If Edith (1540-1601) was the mother of Robert Bent, why was he not named in her will?

+3 votes
164 views
WikiTree profile: Edith Bent
in Genealogy Help by
Perhaps he was of independent means or perhaps he they were no longer in contact.
Or, She's an old lady, maybe she just forgot. Or maybe the transcript is wrong and Robert was under a blob of ink, or faded beyond recognition.
Good question! Another one is what's the source for her LNAB being Johannes?
Actually I now think her 'Cozen' (cousin) Richard is actually what we would call her nephew so her son Robert IS mentioned in her will - although not given anything. Simply looking at her late husband's will on his profile should convince you that Robert is their son.

Matthew, I thought that when I looked quick too, but  "I give and bequeath to my Cozen Richarde Bent, the sonne of Robert Bent one Lambe," Richard Bent would be her nephew. His father  Robert would be her brother, in this case brother-in-law) so her husband John Bent should have a brother Robert. If she was speaking of Richard, son of her son Robert, she would have called him grandchild.  Cousin is frequently nephew but I've never seen cousin mean grandchild.

Oops you're absolutely right, I thought the same but managed to somehow switch back to my previous thought. I agree that cousin would never be used for a direct descendant.

3 Answers

+4 votes

I don't know the conventions in England at the time, but there are a few possiblitlies. 

  • He may have been given his share prior to her death
  • There may have been a falling out, although that frequent will list the child but specifically give nothing
Basically, a will can tell you who is IN the family but not necessarily who is OUT.
by Doug McCallum G2G6 Pilot (415k points)
Oh, yes, the falling out. Or maybe didn’t give enough attention. I’ve seen this in a couple of wills in my lines.
+4 votes
This is an alarm bell for me and I think the reaction should be to re-check the evidence rather than explain it away.

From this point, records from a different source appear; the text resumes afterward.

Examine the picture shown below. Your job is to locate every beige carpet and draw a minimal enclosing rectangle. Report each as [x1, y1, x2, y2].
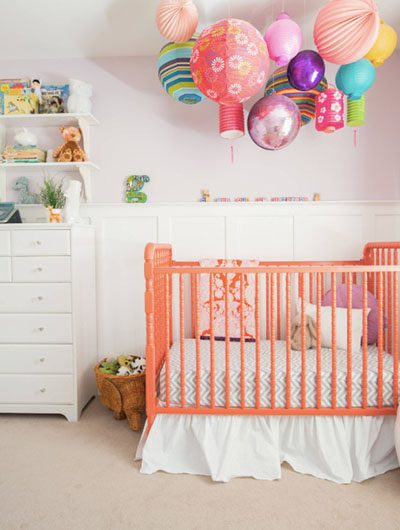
[0, 400, 400, 530]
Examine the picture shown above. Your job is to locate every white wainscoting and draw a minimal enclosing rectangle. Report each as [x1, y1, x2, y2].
[21, 201, 400, 357]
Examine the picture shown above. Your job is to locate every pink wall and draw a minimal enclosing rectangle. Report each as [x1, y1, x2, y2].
[0, 52, 400, 203]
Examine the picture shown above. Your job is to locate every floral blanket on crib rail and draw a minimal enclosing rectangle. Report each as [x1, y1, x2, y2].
[199, 259, 259, 341]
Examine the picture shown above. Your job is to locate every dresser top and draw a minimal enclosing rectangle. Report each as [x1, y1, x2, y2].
[0, 223, 95, 231]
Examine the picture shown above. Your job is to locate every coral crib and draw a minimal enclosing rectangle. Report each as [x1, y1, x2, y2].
[145, 243, 400, 432]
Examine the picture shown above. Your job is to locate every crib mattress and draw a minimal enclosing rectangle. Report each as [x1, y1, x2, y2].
[158, 339, 393, 408]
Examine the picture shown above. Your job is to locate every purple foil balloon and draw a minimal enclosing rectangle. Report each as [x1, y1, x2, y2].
[287, 50, 325, 91]
[247, 94, 301, 151]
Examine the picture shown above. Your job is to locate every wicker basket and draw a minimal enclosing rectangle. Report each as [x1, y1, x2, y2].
[95, 363, 146, 431]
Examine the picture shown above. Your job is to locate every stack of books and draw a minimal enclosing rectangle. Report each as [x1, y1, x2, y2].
[3, 145, 46, 164]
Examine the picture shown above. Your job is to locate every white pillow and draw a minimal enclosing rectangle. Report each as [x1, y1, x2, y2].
[297, 300, 371, 353]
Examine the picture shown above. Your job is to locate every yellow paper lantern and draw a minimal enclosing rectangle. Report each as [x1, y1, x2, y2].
[365, 19, 397, 67]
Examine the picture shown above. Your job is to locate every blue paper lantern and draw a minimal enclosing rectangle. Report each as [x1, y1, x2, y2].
[336, 59, 375, 100]
[157, 38, 205, 105]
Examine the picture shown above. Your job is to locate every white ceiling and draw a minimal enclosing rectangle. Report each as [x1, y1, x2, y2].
[0, 0, 400, 60]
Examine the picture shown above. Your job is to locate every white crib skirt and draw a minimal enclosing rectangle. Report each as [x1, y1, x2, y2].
[136, 414, 399, 483]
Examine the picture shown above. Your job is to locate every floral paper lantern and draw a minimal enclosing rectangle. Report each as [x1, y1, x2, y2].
[156, 0, 199, 42]
[190, 18, 269, 139]
[264, 66, 328, 126]
[157, 38, 205, 105]
[315, 88, 344, 133]
[314, 0, 379, 64]
[264, 12, 302, 66]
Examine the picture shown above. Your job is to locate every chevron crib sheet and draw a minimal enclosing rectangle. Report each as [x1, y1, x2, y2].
[158, 339, 393, 408]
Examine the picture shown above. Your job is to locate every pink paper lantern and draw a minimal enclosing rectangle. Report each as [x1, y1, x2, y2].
[315, 88, 344, 133]
[190, 18, 269, 139]
[264, 12, 302, 66]
[314, 0, 379, 64]
[156, 0, 199, 42]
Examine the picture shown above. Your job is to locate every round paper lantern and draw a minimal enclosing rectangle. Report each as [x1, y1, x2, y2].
[264, 12, 302, 66]
[347, 96, 365, 127]
[315, 88, 344, 133]
[314, 0, 379, 64]
[336, 59, 375, 99]
[365, 20, 397, 67]
[157, 39, 205, 105]
[247, 94, 301, 151]
[287, 50, 325, 91]
[156, 0, 199, 42]
[264, 66, 328, 126]
[190, 18, 269, 139]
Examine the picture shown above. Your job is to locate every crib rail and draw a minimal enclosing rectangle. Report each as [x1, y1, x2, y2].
[145, 243, 400, 427]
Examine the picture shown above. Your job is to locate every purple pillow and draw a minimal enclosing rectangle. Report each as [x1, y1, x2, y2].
[322, 284, 378, 344]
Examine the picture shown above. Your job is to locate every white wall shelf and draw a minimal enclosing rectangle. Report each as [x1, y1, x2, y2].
[0, 113, 100, 202]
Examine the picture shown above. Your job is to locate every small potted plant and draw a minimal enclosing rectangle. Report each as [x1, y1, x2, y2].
[39, 177, 65, 223]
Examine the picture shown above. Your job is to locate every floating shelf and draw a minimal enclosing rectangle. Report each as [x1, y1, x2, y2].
[0, 113, 99, 127]
[0, 162, 100, 172]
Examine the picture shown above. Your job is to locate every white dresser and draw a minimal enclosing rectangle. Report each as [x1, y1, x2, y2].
[0, 224, 97, 421]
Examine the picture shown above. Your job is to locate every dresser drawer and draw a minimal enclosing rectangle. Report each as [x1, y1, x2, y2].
[0, 344, 73, 374]
[0, 230, 11, 256]
[0, 314, 72, 344]
[11, 230, 71, 256]
[0, 375, 74, 403]
[0, 258, 11, 282]
[0, 283, 71, 313]
[12, 256, 71, 283]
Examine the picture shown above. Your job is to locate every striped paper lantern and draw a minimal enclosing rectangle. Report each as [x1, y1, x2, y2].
[264, 66, 328, 125]
[315, 88, 344, 133]
[157, 38, 205, 105]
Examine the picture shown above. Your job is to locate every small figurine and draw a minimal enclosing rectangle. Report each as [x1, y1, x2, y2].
[53, 127, 88, 162]
[13, 177, 39, 204]
[64, 180, 82, 223]
[31, 79, 43, 105]
[200, 190, 211, 202]
[125, 175, 150, 203]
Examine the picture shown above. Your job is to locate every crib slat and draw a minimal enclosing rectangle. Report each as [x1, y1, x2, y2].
[299, 272, 307, 409]
[195, 274, 201, 408]
[165, 274, 171, 407]
[224, 274, 231, 408]
[240, 273, 246, 409]
[347, 272, 353, 409]
[393, 258, 399, 404]
[255, 274, 261, 408]
[286, 273, 292, 409]
[209, 273, 215, 408]
[316, 272, 322, 409]
[270, 273, 276, 409]
[331, 272, 337, 409]
[276, 274, 281, 340]
[377, 272, 383, 408]
[179, 274, 185, 407]
[362, 272, 368, 408]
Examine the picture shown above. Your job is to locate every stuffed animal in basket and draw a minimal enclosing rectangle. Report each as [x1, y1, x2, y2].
[68, 79, 93, 114]
[53, 127, 88, 162]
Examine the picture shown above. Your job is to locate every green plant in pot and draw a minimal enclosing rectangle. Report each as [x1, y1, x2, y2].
[38, 177, 65, 223]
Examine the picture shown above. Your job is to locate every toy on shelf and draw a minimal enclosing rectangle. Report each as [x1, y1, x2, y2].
[39, 82, 69, 114]
[68, 79, 93, 114]
[53, 127, 88, 162]
[125, 175, 150, 203]
[64, 180, 82, 223]
[13, 177, 39, 204]
[199, 190, 211, 202]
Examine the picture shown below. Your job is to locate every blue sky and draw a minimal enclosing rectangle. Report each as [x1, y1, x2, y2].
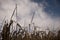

The profile is in a poor state with data from ancestry and geni which makes it dubious to begin with. I found the marriage for daughter Agnes (and added it to her profile) so it's based on genuine people but the details may be wrong. In particular I am highly sceptical about the claim that Edith's LNAB was "Johannes". I feel this is almost certainly a misreading of a Latinised name, probably of her father.
by Matthew Fletcher G2G6 Mach 9 (96.2k points)
There always needs to be evidence for including someone but the lack of someone in a will does not prove anything. It could be a hint but nothing more. I agree that the profile needs a lot of real work and all the will does is show that some of the supposed children existed. All else needs real work.
+2 votes
In feudal England, everything went to the heir-at-law by default.

The point of a will was to try to divert some stuff to other people, at the expense of the heir.

Anything not specifically bequeathed still went to the heir-at-law.

There was no point in making a bequest to the heir, because it would be coming out of his own inheritance.

In this case, John makes his will when his daughters are all still unmarried.  Possibly none of his children is of age yet.  They all get a bequest, including Robert, because everything else is being explicitly left not to the heir but to the widow.

But this only covers cash and chattels.  No property is mentioned.  Since there's livestock, there's obviously an interest in property, which will descend to the heir (Robert) unless otherwise entailed.

When Edith dies, Robert is again the heir, but much older now.  There's no mention of property, but a widow's dower rights end on her death.

My guess would be that Robert has taken over his father's farm, probably when he got married, the year after his father's death.  Edith gave him whatever household goods and livestock he needed, and is now living in a second house, as her widow's thirds, which has been settled on David on her death.

So she leaves the younger kids some selected bits and pieces they can use, then says everything else in the house goes to David, ie. it just stays with the house (where David is living).  There's no need to leave any pots or bedding to Robert at this point, he needs them least.  She has no cash.

Purely a speculation.  Other theories are available.
by Anonymous Horace G2G6 Pilot (566k points)
edited by Anonymous Horace
Feudalism had long ended. The basic default rule was that widows got at least half the estate, or a third if there were children.

I hadn't realised that John Bent's will was helpfully on his profile and it makes perfect sense: all his children get "xls" which I presume is 40 shillings - except for daughter Edith who gets some unclear amount, doubtless because she was already married. The rest goes to his widow Edith.

One anomaly is his failure to mention his supposed youngest son John who was born in 1585. As the will was dated 1588 it seems likely that John was not his at all. Forty-five year old women don't often give birth. His grandson perhaps?